Gavin Newsom Wins Recall Election Comfortably
Despite shaky early polls, California Governor Gavin Newsom won his recall election by a comfortable margin of over 60% of voters rejecting recall. The Governor will now remain in Sacramento and prepare for a reelection bid in just over a year.
The embattled governor faced the historic recall vote largely on a wave of conservative discontent surrounding coronavirus lockdowns. The poor early polling was a wake-up call for a race that many wrote off as a circus.
No contender with a traditional political backing emerged in the large pack of over 40 candidates vying to replace Governor Newsom. But conservative radio host Larry Elder quickly became Newsom’s target on the campaign.
Elder received nearly two million votes more than the next candidate on question 2 of the ballot, but this portion was irrelevant as most Californians voted against recall. Unfortunately for Elder and recall hopefuls, Newsom’s strategy of asking voters to skip the second question worked; nearly half of voters, more than Elder received, left that question blank.
Newsom effectively painted Elder as a bogeyman and called him more right-wing than former President Donald Trump. Elder is a passionate Trump supporter, and he used the right-wing broadcaster he works for to get his message out.
Elder’s Emergence Helped Newsom in the Recall Election
The coronavirus pandemic loomed large over the recall election. Conservatives were able to get enough signatures to force a recall vote after many conservative Californians protested the state’s public health measures.
Newsom was also involved in a public relations scandal related to the pandemic when photographed at a boutique restaurant with powerful lobbyists last November breaking his own lock-down rules.
This gaffe, an affront to many Californians either stuck at home or out of work, fueled the anti-Newsom narrative.
But Newsom was able to make his coronavirus response a key platform point in the recall election. The majority of California voters prefer Newsom’s approach to the pandemic over Elder’s laissez-faire attitude to the deadly virus.
Newsom told the Sacramento Bee that Elder “sharpened the focus of the consequential nature of this election.”
Elder’s emergence as the leading candidate to replace Newsom has been chalked up as a huge benefit to the struggling Newsom. Before any competitor became a household name, Newsom struggled with the recall vote hovering around the 50-50 mark in polls.

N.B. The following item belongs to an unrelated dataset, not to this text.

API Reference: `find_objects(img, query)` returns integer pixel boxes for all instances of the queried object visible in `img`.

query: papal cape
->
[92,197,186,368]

Democrats began throwing big names out in support of Newsom in the face of potential defeat, with several senators and Vice President Kamala Harris campaigning in California. President Joe Biden also told Californians to vote for Newsom.
Newsom was also able to keep any Democratic challenger out of the election, drawing on his political power in the state’s party apparatus. The highest vote-getter running as a Democrat was Kevin Paffrath, a YouTube real estate guru.

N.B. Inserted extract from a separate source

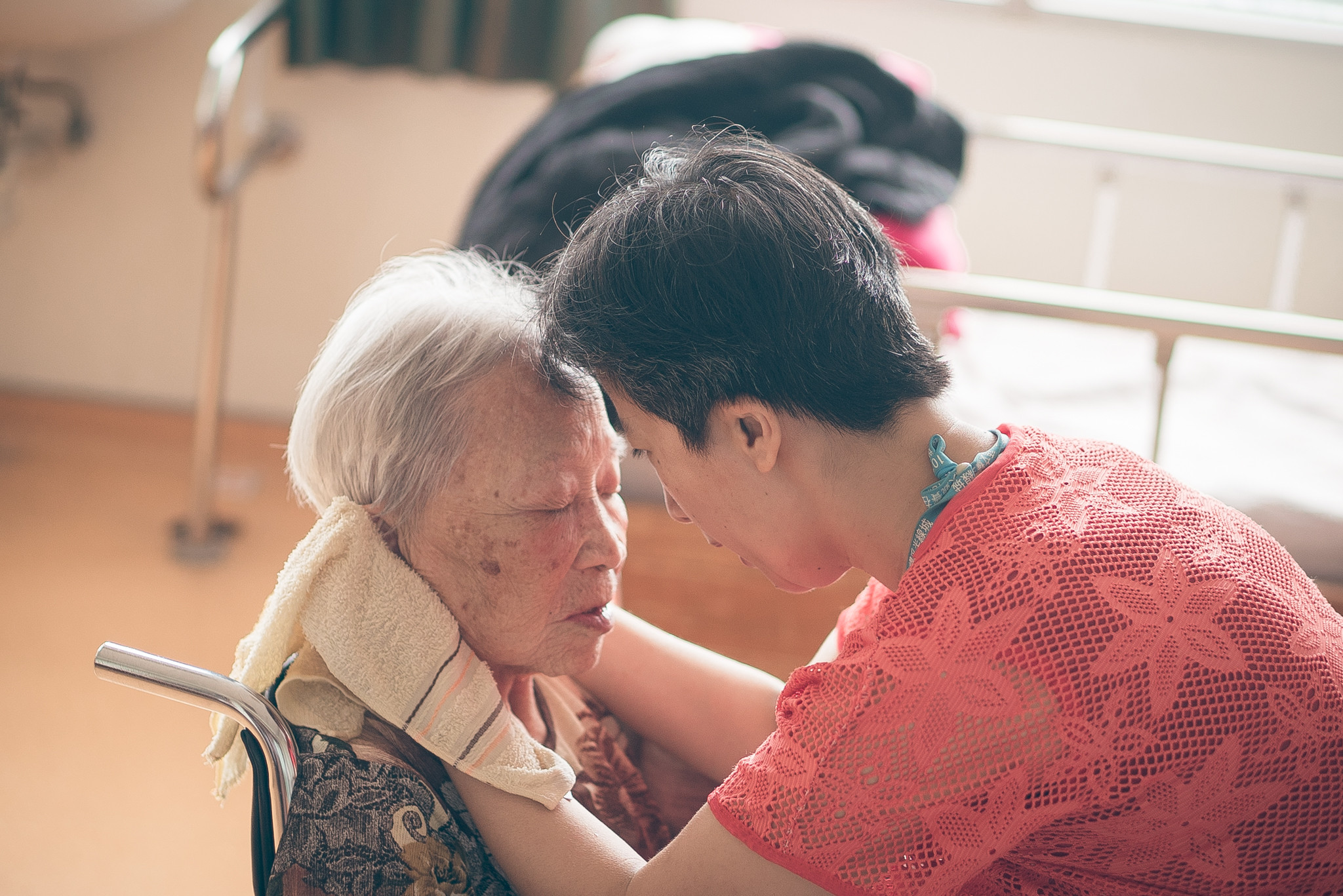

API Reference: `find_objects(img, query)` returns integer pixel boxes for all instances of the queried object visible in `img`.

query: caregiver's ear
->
[716,398,783,473]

Victory Speech: Pandemic Over?
Newsom contrasted his coronavirus response with Elder’s pledge to remove mask and vaccine mandates as the more virulent Delta variant tears through the country.
In his victory speech, Newsom said “we said yes to science. We said yes to vaccines. We said yes to ending this pandemic.”
Currently, 7,223 people are hospitalized with coronavirus complications across the state. California has been able to stave off the worst of the Delta variant surge compared to Florida and other states, but only 69% of Californians over the age of 18 have been vaccinated against COVID-19. With over 30% of the adult population still susceptible to the virus, the state will not be able to get the spread of the virus under control.
Newsom, along with other Democrats, have supported vaccine mandates. Still, with over two million Californians voting for Larry Elder, there are clearly plenty of people unwilling or reluctant to take the vaccine.
Trumpism Not Defeated
Newsom also took aim at former President Trump and Trumpism in his victory speech. Newsom made a clear connection between Trump and Elder on the campaign trail, proving effective to turn out some California voters.
“I said this many, many times on the campaign trail. We may have defeated Trump, but Trumpism is not dead in this country,” said Newsom.
Some analysts suspect more Democrats may deploy this political strategy as the country approaches the 2022 midterm elections.
“Larry Elder is on the ballot here on the recall, but a version of Larry Elder is going to be on the ballot all over the country,” said Juan Rodriguez, Newsom’s campaign manager to CNN. “And that’s an important lesson for Democrats and how they kind of lean into the message that we have done.”
However, it is unclear how long the Democrats will be able to deploy the specter of Trump effectively in elections, especially if Trump is not on the ballot. Democrats are also worried that this strategy will not play well outside of California, especially in areas more amenable to “Trumpism.”